One tea spoon of Dancow contains a bag of energy

It's good for the bouncing baby but it's better for the old, old lady

So say what you may, even take it anyhow but give the fame to Dancow."In 1937, Executor sailed to New York with Roaring Lion, Atilla the Hun and Lord Caresser to record for Decca. He recorded 15 sides (78-rpm) including his classic duet with Caresser, "Old Ginger", and also "War", in which the four visitors from Trinidad issue challenges to New York resident Wilmoth Houdini. 1937 did not end well for Executor; however, he received an eye injury while chopping wood and subsequently found himself recovering in the hospital on Christmas day, as he explains in the lyrics to, ‘How I Spent my Time at the Hospital’. Nevertheless, Executor was to record more classic sides for Decca in 1938, 1939 and 1940.

== Final years ==
In the 1940s, Executor continued to perform in calypso tents, but less frequently since his popularity and health were both waning. In 1947, he became involved in a lawsuit over the authorship of "Rum and Coca-Cola", a calypso which provided a big hit for the Andrews Sisters and a major financial boost to Decca Records in 1945. Lionel Belasco sued on the grounds that he had written the song in 1906, and in order to rebut this claim, a statement from Executor was produced to the effect that he had already known the melody back in 1893. Gerald Clark, a New York-based Trinidadian bandleader whose "Caribbean Serenaders" accompanied many great calypso recordings, was called by Belasco's lawyers to attest to the unreliability of Executor’s testimony. Clark said that Executor was a "bum", "incoherent" and that he begged for a living – "I was glad to give him a dollar and get rid of him", Clark said. Although this suited Belasco's case, Executor was indeed in serious decline by this time, but did still manage to sing in calypso tents in both 1948 and 1949, on the latter occasion to celebrate his 50th year as a calypsonian.

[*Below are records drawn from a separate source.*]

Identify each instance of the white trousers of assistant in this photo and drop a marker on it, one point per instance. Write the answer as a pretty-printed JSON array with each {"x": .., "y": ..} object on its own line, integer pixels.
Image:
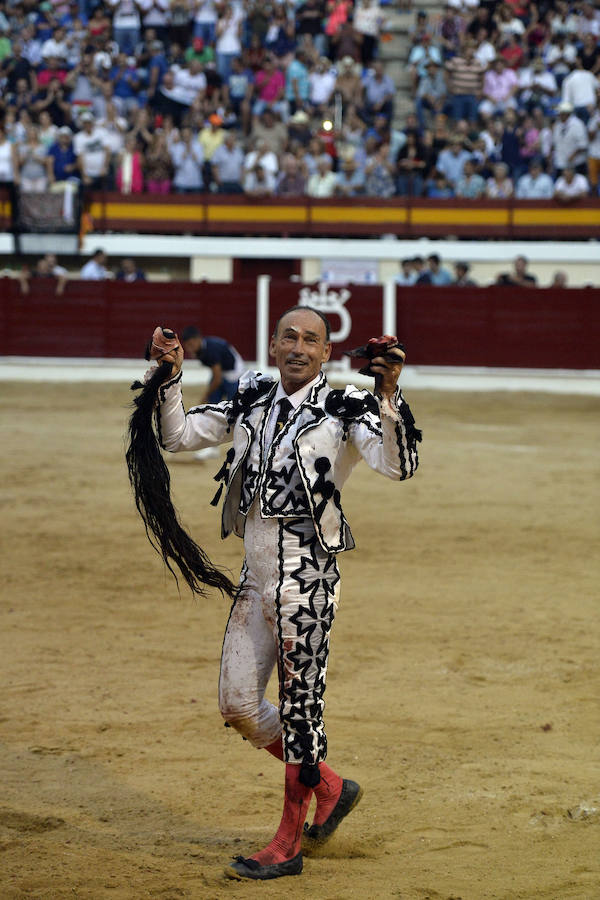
[{"x": 289, "y": 588}]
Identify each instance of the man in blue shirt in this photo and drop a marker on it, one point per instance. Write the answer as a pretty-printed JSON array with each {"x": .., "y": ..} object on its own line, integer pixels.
[
  {"x": 62, "y": 156},
  {"x": 222, "y": 358}
]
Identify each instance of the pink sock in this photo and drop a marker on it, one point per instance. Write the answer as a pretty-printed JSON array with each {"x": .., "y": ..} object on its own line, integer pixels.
[
  {"x": 327, "y": 792},
  {"x": 286, "y": 843}
]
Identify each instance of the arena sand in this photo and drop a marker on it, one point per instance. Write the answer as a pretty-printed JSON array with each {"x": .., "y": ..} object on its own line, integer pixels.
[{"x": 463, "y": 685}]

In 1949, he went blind, after suffering from deteriorating eyesight for many years, and by 1952 he was living in poverty on the charity of friends. In recognition of his plight, Radio Trinidad raised a benefit fund for him, which provided the opportunity for a final calypso:"The technical beauty of my elaborate praise

It must be mentioned by generations for many days

I, Executor, Calypso King

Now at the very moment that I was called to sing

What I have done to all mankind

Must be remembered as I'm getting blind

So come and hear the story of my fatal misfortune

In this colony."Lord Executor died on August 9, 1952, in his home in Belmont, Port of Spain. In his book about the history of calypso, Atilla the Hun rated Executor as the greatest calypsonian of all time.